The one big issue with most Indian thrillers, mysteries and horror films is the urgency to provide neat closures, than letting things remain tantalisingly unexplained. The curse of the explicatory works against Judgementall Hai Kya as well. But then it is never quite clear what the film wants to be. A psychological thriller? A black comedy? What could have otherwise been a great thing about Judgementall... is its refusal to get boxed in, which also proves to be its undoing. It ends up trying to be a lot more than what it is and somewhere falls between the many stools it wants to stretch itself on.
The first half tries to venture into a kind of screwball-mind games zone that Hindi cinema normally doesn’t touch with a bargepole; and it holds rather well. Two eccentric individuals, a dubbing artiste and wannabe actor — Bobby (Kangana Ranaut) and Keshav (Rajkummar Rao) — are thrown together and then a freak death follows. All the characters around the two: from Bobby’s sex-deprived boyfriend to the investigating cops, are also kooky to the core.
Whimsy gets thrown in with the merging of the real and the reel, a black cat called Panauti (purveyor of bad luck) and use of devices like a flying cockroach (which is computer-generated, we are informed right at the start of the film, lest someone cries cruelty to insects) and that boy at the turn of the road standing with fortune cookie messages for Bobby. Are they a creation of her mind? What is real and what is delusional? Is Keshav hiding something? Who is manipulating whom? What to make of Bobby’s Norman Bates-like voyeuristic ways? And the violent stories she tells that end with practical messages like “wear your seatbelt”? So far, good fun.
- Director: Prakash Kovelamudi
- Starring: Kangana Ranaut, Rajkummar Rao, Brijendra Kala, Satish Kaushik
- Run time: 121.01
- Storyline: What happens when two eccentric individuals are thrown together? With a freak death in between. Do sparks fly?
Both Ranaut and Rao are perfectly fine-tuned to their characters and to each other. A dash of poignancy adds to the demons in Bobby’s head and, in turn, Ranaut’s rendition of her troubled mind; something that could have lapsed into a stereotype in the hands of a lesser actor.

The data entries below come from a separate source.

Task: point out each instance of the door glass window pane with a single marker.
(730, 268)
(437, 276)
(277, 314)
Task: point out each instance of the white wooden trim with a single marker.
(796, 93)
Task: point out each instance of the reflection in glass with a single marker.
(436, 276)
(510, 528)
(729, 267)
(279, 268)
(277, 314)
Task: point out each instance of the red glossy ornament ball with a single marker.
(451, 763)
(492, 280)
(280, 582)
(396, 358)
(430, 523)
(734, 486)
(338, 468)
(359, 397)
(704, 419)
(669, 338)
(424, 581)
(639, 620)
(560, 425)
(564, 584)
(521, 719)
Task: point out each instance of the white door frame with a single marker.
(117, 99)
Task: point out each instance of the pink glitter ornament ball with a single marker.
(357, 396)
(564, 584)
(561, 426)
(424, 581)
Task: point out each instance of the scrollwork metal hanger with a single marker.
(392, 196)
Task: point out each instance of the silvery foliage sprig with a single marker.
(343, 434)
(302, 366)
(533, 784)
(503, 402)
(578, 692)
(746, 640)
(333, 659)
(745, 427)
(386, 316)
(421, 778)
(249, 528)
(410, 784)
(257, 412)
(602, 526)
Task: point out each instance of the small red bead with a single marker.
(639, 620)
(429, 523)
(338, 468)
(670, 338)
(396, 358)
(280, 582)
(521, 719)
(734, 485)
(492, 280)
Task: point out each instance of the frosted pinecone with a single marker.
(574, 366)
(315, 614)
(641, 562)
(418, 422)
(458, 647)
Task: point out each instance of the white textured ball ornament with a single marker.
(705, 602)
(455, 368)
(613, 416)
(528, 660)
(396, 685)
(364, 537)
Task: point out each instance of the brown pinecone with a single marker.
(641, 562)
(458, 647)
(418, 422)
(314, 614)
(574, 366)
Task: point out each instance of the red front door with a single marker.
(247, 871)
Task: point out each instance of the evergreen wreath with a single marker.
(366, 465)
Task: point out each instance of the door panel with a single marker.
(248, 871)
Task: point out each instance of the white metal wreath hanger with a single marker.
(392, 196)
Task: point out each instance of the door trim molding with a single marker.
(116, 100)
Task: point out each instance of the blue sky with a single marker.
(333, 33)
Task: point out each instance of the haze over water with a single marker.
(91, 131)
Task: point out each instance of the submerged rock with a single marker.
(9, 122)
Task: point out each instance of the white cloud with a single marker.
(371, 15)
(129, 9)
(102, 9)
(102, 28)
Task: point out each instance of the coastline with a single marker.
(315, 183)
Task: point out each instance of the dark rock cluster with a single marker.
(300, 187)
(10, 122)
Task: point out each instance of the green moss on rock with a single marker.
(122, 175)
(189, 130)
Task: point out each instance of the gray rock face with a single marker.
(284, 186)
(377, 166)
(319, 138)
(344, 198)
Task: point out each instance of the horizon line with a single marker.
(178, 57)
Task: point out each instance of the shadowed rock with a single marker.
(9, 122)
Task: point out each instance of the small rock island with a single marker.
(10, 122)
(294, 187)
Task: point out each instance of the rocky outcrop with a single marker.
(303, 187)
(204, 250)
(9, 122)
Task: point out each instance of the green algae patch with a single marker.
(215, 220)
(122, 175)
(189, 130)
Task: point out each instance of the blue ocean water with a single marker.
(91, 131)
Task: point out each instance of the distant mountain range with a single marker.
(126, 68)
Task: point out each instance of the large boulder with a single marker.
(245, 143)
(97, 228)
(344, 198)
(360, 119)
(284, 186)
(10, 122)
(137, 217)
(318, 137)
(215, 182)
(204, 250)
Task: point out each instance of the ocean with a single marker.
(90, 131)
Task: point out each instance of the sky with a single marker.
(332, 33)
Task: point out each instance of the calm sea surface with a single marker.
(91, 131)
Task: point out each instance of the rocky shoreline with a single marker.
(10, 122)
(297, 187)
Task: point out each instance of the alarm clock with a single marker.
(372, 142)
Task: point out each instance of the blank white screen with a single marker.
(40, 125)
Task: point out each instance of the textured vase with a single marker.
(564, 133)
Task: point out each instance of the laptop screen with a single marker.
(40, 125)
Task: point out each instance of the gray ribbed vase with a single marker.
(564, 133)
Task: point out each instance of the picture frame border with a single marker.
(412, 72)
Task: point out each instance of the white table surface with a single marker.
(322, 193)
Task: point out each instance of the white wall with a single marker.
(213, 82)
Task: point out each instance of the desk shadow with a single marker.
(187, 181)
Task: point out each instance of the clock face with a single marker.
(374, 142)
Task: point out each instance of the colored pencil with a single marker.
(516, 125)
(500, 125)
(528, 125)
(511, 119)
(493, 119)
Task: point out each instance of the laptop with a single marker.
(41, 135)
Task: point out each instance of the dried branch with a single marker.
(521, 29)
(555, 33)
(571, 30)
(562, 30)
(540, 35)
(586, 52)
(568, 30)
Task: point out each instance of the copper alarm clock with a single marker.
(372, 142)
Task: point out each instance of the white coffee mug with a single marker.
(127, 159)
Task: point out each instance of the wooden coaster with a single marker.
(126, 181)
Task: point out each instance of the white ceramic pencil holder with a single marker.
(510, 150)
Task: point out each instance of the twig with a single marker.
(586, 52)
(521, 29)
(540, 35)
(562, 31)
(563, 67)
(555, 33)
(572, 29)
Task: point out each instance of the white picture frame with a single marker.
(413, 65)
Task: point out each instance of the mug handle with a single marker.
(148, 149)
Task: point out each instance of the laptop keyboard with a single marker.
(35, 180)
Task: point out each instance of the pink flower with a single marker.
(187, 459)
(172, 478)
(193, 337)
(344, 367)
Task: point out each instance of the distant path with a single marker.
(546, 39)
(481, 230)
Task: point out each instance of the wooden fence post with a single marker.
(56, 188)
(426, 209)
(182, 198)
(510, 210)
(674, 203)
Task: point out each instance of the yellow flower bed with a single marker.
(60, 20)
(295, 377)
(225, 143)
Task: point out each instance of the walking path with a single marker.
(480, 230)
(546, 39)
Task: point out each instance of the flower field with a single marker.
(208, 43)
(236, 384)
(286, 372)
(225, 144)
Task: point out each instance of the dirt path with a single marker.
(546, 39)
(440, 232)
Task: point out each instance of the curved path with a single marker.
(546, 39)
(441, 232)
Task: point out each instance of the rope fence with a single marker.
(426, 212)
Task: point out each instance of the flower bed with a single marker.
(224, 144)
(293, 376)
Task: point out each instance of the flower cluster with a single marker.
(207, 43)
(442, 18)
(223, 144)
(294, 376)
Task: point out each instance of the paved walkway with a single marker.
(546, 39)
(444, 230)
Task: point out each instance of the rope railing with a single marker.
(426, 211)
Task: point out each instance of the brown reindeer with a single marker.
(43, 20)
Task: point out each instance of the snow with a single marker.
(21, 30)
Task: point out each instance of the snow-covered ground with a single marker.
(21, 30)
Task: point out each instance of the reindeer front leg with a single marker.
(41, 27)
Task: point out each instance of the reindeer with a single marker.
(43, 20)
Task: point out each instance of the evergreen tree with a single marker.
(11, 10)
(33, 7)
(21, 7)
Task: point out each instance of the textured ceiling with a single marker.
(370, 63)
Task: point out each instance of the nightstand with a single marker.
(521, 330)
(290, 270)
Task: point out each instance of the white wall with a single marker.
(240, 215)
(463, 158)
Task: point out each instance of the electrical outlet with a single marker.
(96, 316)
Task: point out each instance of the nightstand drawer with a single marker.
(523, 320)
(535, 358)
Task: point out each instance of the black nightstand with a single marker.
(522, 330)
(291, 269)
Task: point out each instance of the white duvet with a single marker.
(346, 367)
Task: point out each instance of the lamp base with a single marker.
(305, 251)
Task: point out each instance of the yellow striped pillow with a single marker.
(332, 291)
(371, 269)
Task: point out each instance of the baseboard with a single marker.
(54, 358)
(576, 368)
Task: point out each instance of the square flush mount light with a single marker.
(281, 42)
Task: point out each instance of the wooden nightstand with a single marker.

In the second half, things steadily collapse and film becomes a confused mess. A protracted reinterpretation of Ramayana as a play, and issues of male toxicity and domestic violence get hammered in, when they are amply evident. Then there are the surreal characters and devices that alienate, rather than engage. There is a wisp of an interesting relationship developing between Bobby and the Ramayana play director played by Jimmy Shergill, but it gets a short shrift. Some moments turn out unintentionally laughable, and it all ends in a totally convenient and clumsy reveal that we anyhow saw coming.
Eventually, Judgementall... turns out to be Ranaut’s assertion that she is much misunderstood, but will live the way she wants to — “Apne hisse ka jeena” (Your own slice of life and way of living) — as an individual, and an actor. But it could well mean more for a few of us. With the kind of irrationality and lack of logic we anyhow see in the world around, perhaps it’s those branded mad by the supposedly sane, who should take over. I came back with that in my head.